“È questa la vita vera? È questa solo fantasia?”: chi non conosce l’incipit di una delle pietre miliari della storia della musica – quella con la “M” maiuscola – internazionale? Sono passati ben quaranta anni dall’uscita di uno dei singoli più ascoltati ed adorati dei Queen. Il 31 ottobre del 1975, infatti, il Mondo interno faceva conoscenza con “Bohemian Rhapsody”: un brano che ha segnato un confine tra il “fare” musica e “vivere” di musica, un concentrato di innovazione, ispirazione, sentimento che ha fatto discutere gli amanti delle sette note e ha colpito al cuore i patiti della buona musica.
La genesi di “Bohemian Rhapsody” è da attribuire interamente a Freddie Mercury, genio e sregolatezza dei Queen, morto prematuramente di AIDS nel novembre del 1991. Il cantante la scrisse su pezzi di fogli ed elenchi telefonici e fu sin da subito chiaro che con questa “hit”, fin troppo lunga per il periodo in cui fu incisa – “Bohemian Rhapsody” dura quasi sei minuti – i Queen miravano ad innovare il genere rock attraverso l’inserimento di nuovi elementi all’interno del proprio sound, dalla “rapsodia” che dà il titolo al brano alla musica da opera, attraverso degli inserimenti vocali lirici.
La canzone divenne il “cavallo di battaglia” del quarto album della band “A night at the Opera” e contiene in sè una moltitudine di messaggi, che hanno negli anni dato adito a numerose riletture del brano. C’è proprio tutto l’universo Queen in “Bohemian Rhapsody”: la religione, il rapporto con il divino (i patiti del complotto potrebbero riscontrare persino dei riferimenti satanisti nel testo della canzone) e, soprattutto, l’ammissione choc dello stesso Mercury legata alla sua omosessualità. “Mamma, ho appena ucciso un uomo, gli ho puntato una pistola alla testa, ho premuto il grilletto, ed ora è morto (…).

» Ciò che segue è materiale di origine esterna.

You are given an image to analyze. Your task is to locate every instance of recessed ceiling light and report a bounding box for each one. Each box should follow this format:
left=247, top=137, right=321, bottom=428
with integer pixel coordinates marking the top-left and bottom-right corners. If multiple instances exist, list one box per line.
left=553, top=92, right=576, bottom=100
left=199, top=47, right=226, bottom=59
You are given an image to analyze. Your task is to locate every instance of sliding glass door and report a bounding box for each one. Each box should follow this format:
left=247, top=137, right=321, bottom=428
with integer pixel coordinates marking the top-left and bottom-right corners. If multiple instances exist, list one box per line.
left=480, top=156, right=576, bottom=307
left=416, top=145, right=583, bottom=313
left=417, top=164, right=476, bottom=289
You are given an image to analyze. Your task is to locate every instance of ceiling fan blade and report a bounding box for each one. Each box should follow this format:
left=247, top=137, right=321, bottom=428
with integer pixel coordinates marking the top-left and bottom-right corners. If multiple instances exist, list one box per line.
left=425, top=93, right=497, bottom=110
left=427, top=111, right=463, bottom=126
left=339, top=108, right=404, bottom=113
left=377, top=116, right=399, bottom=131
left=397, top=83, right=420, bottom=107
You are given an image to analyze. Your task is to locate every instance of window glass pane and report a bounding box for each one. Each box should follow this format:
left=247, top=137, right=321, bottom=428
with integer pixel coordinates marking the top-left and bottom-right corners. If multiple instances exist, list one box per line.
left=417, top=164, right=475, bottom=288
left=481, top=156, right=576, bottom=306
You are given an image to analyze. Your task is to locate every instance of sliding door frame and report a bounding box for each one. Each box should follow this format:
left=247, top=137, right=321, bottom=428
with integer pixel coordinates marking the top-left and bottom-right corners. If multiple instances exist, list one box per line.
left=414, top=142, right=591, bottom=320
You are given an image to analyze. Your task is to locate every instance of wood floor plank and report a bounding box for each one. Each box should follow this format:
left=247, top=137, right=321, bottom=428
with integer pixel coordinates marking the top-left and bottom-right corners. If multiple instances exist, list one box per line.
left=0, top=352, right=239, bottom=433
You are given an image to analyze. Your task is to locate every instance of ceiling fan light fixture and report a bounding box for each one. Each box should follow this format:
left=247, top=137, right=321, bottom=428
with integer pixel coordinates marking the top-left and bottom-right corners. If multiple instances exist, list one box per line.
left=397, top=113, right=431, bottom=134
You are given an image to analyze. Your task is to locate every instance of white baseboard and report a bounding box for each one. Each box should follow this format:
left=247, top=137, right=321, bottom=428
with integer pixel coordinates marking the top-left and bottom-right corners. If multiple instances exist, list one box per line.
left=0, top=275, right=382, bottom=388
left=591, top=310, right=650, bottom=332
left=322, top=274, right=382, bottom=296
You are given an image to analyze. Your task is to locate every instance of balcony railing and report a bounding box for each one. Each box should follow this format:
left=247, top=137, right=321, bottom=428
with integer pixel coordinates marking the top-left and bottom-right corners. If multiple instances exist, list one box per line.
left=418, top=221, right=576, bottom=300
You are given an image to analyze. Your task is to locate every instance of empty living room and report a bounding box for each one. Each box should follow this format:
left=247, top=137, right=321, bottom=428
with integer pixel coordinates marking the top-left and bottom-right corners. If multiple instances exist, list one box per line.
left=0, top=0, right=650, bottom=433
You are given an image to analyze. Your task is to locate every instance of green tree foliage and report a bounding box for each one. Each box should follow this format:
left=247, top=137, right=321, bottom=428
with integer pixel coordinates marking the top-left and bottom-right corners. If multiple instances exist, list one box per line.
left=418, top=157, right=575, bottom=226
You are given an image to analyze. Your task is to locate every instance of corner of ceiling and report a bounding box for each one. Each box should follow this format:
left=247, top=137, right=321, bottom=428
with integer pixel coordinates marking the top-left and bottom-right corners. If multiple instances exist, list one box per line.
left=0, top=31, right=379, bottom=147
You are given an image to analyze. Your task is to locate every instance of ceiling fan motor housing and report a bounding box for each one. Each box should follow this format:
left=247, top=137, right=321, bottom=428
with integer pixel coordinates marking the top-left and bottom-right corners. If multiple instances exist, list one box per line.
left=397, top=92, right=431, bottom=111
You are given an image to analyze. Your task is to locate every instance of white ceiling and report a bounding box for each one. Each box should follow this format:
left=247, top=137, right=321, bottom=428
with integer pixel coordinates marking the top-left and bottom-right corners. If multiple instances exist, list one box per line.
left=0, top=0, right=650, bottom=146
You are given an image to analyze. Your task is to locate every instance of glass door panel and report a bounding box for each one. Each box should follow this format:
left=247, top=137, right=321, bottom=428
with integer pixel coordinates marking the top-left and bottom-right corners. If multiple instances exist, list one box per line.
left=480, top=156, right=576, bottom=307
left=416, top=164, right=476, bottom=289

Mamma, non volevo farti piangere, se non sarò tornato a quest’ora domani, va avanti, va avanti, come se niente fosse stato”: sei minuti ci vogliono a Mercury per uccidere il suo “vecchio” io per dare spazio al vero se stesso, con tutte le conseguenze strettamente correlate al suo “outing”.
Ascoltare “Bohemian Rhapsody”, tuttavia, dà i brividi anche per un’altra ragione. Nonostante la canzone sia antecedente alla malattia e alla conseguente morte di Mercury, c’è una porzione del testo della canzone che suona quasi come un nefasto presagio. “Troppo tardi, è venuta la mia ora, rabbrividisco. Il corpo mi duole in continuazione, addio a tutti – devo andare”: è impossibile non tornare alla mente a quel drammatico 24 novembre del ’91 quando il Mondo venne a conoscenza della drammatica fine del frontman dei Queen. La canzone raggiunse i massimi vertici nelle classifiche, sia l’anno della sua uscita ufficiale che negli anni Novanta, complice la morte stessa di Mercury ed un film – “Fusi di Testa” del 1992 – che inserì questa speciale “ballad rock” in una scena: un omaggio, quello della pellicola, che ha ulteriormente sancito il successo di “Bohemian Rhapsody”.
“Galileo, Galileo, Galileo, Figaro… Magnifico!”: come dimenticare uno dei passaggi più “assurdi”, ma forse per questo emozionanti, di “Bohemian Rhapsody”? La canzone dei Queen continua ad emozionare ed a spingere tanti artisti a riproporla come cover, che non riesce mai a superare la sublime qualità dell’originale. La cover più “estrosa” è targata Muppets: al posto di Freddie e soci troviamo la rana Kermit, la simpatica maialina rosa e tutti i pupazzi dell’universo “Sesame Street”. Una cover che ha, a sua volta, generato una parodia targata Sora Cesira, riguardante la disastrosa situazione italiana ai tempi di Berlusconi e delle Olgettine. Tentativi simpatici di rendere omaggio ad un vero e proprio capolavoro capace, anche a distanza di quaranta anni, di suscitare la pelle d’oca al primo ascolto.